The world runs on the assumption that numbers can’t be wrong; that data is objective and only works on merit. But what falls through the cracks is that systems don’t have a righteous mind of their own but rather develop a reason from the data it is fed. We tend to oversee that these codes reflect one’s own inherent biases, experiences and attitudes. As Caroline Perez, a feminist and author of Invisible Women says, that because of the way machine-learning works, when you feed it biased data, it gets better and better—at being biased.
Historically, the values of gender-caste-based minorities have been systematically kept aside from being even counted, which leads the prior data to be gender-biased or rather gender-invisible. As AI matures to further solo, smart performances, it essentially diminishes human dignity to a mere data point, indifferent to the inequities we are trying to conquer with AI in the first place.
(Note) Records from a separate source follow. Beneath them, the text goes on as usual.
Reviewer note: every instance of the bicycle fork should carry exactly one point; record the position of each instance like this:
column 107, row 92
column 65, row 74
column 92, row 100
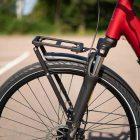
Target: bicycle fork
column 89, row 83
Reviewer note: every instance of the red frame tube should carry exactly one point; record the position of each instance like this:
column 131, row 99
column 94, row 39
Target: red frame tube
column 125, row 22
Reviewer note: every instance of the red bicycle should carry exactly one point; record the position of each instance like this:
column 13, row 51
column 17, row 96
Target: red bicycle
column 67, row 96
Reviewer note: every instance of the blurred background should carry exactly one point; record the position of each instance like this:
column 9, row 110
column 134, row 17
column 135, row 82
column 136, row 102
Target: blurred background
column 46, row 16
column 21, row 20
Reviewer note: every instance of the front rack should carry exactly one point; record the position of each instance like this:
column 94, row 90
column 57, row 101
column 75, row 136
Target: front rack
column 77, row 47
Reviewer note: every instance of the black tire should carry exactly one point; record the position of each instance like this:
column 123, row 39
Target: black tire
column 12, row 88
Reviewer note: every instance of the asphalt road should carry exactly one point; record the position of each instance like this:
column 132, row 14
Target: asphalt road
column 17, row 52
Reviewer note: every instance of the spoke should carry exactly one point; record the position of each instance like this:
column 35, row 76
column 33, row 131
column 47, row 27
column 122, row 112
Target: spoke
column 48, row 97
column 103, row 102
column 23, row 124
column 107, row 123
column 118, row 135
column 40, row 104
column 33, row 110
column 97, row 97
column 68, row 94
column 24, row 115
column 107, row 113
column 18, row 132
column 109, row 128
column 104, row 117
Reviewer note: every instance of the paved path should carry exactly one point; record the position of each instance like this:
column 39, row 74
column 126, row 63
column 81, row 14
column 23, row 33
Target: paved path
column 16, row 52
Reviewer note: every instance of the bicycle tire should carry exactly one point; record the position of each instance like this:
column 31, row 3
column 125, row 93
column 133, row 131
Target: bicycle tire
column 108, row 79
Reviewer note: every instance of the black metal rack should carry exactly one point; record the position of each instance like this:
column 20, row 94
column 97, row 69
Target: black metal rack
column 77, row 47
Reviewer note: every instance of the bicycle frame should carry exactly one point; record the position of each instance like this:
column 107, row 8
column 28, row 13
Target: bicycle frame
column 125, row 22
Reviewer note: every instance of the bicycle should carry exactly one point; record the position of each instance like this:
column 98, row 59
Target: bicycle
column 43, row 102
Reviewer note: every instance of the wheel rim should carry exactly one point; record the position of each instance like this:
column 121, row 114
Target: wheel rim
column 43, row 120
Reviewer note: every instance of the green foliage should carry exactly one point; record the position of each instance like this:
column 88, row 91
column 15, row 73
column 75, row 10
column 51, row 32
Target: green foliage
column 51, row 16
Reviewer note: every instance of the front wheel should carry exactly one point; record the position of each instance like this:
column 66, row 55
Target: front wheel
column 30, row 110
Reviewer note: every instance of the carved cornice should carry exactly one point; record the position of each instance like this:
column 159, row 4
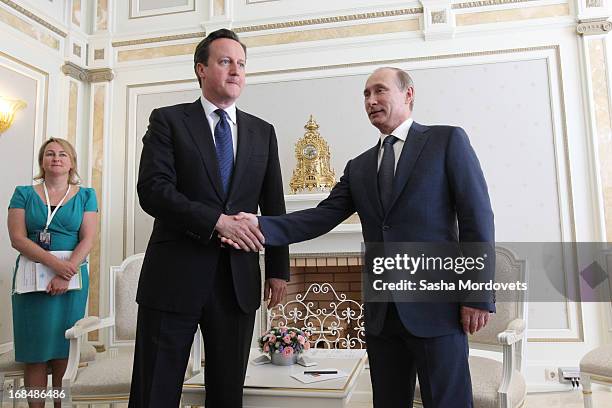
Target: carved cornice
column 101, row 75
column 34, row 17
column 328, row 20
column 594, row 26
column 74, row 71
column 86, row 75
column 486, row 3
column 199, row 34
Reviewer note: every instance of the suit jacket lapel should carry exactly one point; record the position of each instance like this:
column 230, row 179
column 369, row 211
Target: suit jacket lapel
column 371, row 182
column 410, row 153
column 244, row 147
column 199, row 129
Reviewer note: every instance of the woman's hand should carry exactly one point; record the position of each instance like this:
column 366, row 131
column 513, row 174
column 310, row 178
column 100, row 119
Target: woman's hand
column 57, row 286
column 64, row 269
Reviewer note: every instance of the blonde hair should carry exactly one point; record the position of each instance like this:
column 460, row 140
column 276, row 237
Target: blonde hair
column 73, row 174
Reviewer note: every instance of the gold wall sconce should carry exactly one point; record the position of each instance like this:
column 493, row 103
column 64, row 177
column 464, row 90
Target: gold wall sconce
column 8, row 108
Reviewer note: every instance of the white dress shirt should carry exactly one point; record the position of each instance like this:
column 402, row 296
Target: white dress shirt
column 401, row 132
column 213, row 119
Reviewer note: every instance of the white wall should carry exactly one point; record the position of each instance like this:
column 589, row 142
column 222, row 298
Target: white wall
column 518, row 86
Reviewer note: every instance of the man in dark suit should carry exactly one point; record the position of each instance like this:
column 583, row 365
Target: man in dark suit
column 418, row 184
column 201, row 161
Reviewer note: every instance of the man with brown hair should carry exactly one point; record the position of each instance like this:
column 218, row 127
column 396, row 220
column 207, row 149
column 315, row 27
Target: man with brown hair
column 200, row 161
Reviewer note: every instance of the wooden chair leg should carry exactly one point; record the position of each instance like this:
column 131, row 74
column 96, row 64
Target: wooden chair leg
column 586, row 390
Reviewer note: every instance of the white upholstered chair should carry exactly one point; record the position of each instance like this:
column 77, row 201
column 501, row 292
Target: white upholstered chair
column 500, row 384
column 12, row 372
column 107, row 380
column 595, row 367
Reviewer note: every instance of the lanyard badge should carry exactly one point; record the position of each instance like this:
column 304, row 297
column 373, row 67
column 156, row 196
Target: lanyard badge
column 44, row 237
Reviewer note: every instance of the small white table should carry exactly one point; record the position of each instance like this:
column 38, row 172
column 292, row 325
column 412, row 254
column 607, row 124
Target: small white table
column 272, row 386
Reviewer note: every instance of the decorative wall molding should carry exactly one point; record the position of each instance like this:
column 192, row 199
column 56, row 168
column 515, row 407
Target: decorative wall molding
column 487, row 3
column 87, row 75
column 100, row 75
column 438, row 19
column 186, row 36
column 594, row 26
column 330, row 20
column 34, row 17
column 76, row 72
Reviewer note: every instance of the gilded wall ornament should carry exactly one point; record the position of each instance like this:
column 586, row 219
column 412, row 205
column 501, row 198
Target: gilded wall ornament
column 312, row 171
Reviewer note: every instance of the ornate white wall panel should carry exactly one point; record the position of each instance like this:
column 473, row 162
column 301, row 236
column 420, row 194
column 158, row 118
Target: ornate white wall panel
column 147, row 8
column 136, row 17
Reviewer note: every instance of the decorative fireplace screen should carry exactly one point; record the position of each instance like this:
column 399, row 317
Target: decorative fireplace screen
column 334, row 321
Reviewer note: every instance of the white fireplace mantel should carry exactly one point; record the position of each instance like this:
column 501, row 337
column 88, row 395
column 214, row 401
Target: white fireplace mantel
column 345, row 238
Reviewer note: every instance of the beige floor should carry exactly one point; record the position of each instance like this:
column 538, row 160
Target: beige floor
column 601, row 399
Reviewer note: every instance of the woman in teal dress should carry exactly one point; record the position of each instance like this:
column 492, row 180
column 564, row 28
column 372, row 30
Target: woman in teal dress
column 40, row 319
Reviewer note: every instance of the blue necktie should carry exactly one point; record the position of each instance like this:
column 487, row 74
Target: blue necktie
column 386, row 172
column 225, row 149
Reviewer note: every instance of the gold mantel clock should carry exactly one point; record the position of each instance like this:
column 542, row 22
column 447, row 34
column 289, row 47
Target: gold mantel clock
column 312, row 171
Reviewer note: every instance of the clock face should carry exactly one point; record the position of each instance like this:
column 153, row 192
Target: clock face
column 310, row 152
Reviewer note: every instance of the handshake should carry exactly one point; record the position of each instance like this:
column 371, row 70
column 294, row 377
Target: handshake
column 241, row 231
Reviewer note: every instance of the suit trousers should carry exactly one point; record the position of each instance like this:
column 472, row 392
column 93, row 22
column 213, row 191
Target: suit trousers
column 396, row 358
column 163, row 344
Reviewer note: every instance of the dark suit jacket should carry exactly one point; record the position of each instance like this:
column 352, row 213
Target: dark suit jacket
column 179, row 184
column 439, row 195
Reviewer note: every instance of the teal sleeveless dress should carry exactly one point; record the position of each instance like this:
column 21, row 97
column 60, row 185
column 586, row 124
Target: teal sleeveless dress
column 39, row 319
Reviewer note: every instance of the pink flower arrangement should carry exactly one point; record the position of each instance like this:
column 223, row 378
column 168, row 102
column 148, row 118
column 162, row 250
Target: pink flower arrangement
column 285, row 340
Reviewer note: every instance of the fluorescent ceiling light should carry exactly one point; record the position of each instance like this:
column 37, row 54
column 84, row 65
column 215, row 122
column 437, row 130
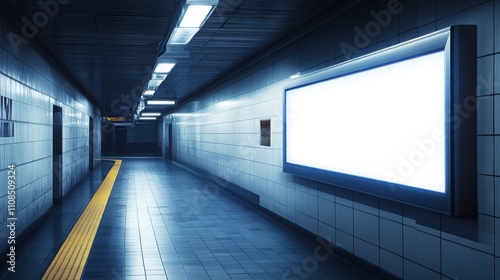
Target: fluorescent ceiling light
column 182, row 36
column 150, row 114
column 195, row 15
column 161, row 102
column 149, row 93
column 154, row 83
column 159, row 76
column 164, row 67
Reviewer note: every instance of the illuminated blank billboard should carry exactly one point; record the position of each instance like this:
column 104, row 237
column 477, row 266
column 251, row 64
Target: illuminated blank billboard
column 389, row 123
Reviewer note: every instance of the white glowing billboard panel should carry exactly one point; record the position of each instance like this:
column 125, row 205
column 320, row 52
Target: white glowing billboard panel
column 386, row 123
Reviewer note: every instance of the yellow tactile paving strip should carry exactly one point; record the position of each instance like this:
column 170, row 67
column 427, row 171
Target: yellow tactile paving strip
column 70, row 261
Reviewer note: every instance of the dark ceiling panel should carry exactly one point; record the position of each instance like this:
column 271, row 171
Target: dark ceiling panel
column 110, row 47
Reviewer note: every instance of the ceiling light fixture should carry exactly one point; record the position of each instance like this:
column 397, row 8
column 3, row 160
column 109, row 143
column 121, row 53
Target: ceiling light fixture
column 182, row 36
column 164, row 67
column 161, row 102
column 147, row 118
column 195, row 15
column 150, row 114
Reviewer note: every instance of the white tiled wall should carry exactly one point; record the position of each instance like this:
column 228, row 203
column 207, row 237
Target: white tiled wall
column 219, row 132
column 35, row 84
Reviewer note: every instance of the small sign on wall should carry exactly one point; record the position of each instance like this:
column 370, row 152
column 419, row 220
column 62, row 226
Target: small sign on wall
column 6, row 124
column 265, row 133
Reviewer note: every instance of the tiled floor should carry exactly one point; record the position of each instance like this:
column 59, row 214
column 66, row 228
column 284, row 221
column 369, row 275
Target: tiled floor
column 164, row 222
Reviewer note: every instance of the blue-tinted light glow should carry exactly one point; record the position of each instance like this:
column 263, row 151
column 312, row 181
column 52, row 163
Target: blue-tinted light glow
column 386, row 123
Data scientists have pointed out broadly two ways in which AI perpetuates gender bias. The first one is caused due to Algorithmic and Design bias/flaw leading to unfair decisions made towards people of a certain gender, ethnicity, religion, geographic location etc. This can be understood as gender in technology in feminist frameworks. The other is the reproduction of gender stereotypes with new digital products projecting a gender of technology.
What causes datasets to be skewed?
Unnoticed algorithmic bias coupled with the massive scale of its impact can be life-altering. There have been several noted explanations to why the Artificial Intelligence systems are propagating gender bias. Known as Implicit bias in AI, it renders the whole decision-making system unfair at the very first step when the coder or the designer unconsciously designs machine learning models based on their own stereotypes.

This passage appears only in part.